Our immunohistochemical findings revealed that club cells are predominant in the terminal and respiratory bronchioles, in line with the terminal and respiratory bronchioles of mice (Ryerse et al., 2001; Treuting & Dintzis, 2012).
We did not detect bronchus-associated lymphoid tissue (BALT) in the ICP. However, Blagojevic et al. (2018) reported this tissue type in the ground squirrel interstitial stroma of bronchioles.

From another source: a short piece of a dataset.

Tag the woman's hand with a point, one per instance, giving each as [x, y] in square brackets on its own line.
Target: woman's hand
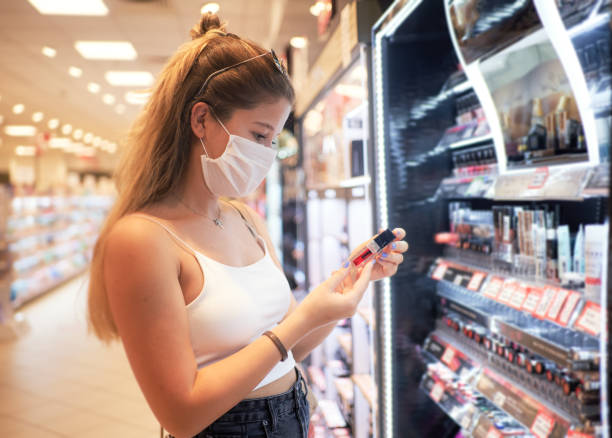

The alveolar epithelium of the ICP had two types of cells, including many squamous cells (type I pneumocytes) and few cubic cells (type II pneumocytes). Type II pneumocytes are columnar in the ground squirrel (Blagojevic et al., 2018). In the ICP, we detected macrophage cells in the interstitial stroma between the alveoli and alveoli cavity, unlike in Siphonops annulatus (kuehne & Junqueira, 2000). Pulmonary macrophage populations divide into alveolar macrophages, strategically positioned in the airways, and interstitial macrophages, located within the lung parenchymal tissue (Byrne et al., 2015). In the mouse and rat, macrophage cells have been observed in the alveoli (Treuting et al., 2018). In fossorial rodents, the mole rat Tachyoryctes splendens, alveolar macrophages have been frequently observed on the alveolar surface; but these macrophages have been rarely observed on the alveolar surface in the lung of naked mole rat Heterocephalus glaber (Maina et al., 1992). These cells are the first line of defence against pathogens, and their presence in the wall of the alveoli impairs the detection of cuboidal alveolar epithelial cells (Treuting et al., 2018). It has been suggested that presence of these macrophages may be more related to the defence mechanisms of the pulmonary tissue in the burrow environment which contains a high concentration of dust and possibly disease causing agents (Maina et al., 1992).
5 CONCLUSIONS
Our results showed that the lower respiratory portion of the ICP (H. indica) is essentially similar to those of other rodents, with the exception of several histomorphological properties, like the different shape of epiglottis between sexes, unique anatomy of the trachea with its widening at the level of origin of main bronchi, absence of taste buds on laryngeal surface of the epiglottis epithelium, and long and abundant respiratory bronchioles. Accordingly, further anatomical and histological comparisons of the respiratory system in the ICP involving animals representing a larger number of gender and age groups may be useful, in addition to analyses of other parts of the body, such as the digestive system. Our histomorphological analyses emphasise the importance of additional embryological, physiological and behavioural studies of the ICP, given the multifunctional and complex characteristics of the respiratory system.
ACKNOWLEDGMENTS
The authors would like to thank the Department of Environment, Mazandaran province, Iran for collecting the specimens. This research was supported by a research grant from the Amol University of Special Modern Technologies, Amol, Iran.
CONFLICT OF INTEREST
None.
ETHICAL APPROVAL
This was a study carried out on animals that were considered cadavers, and therefore, no ethical approval was needed.
Open Research
DATA AVAILABILITY STATEMENT
The data that support the findings of this study are available from the corresponding author, upon reasonable request.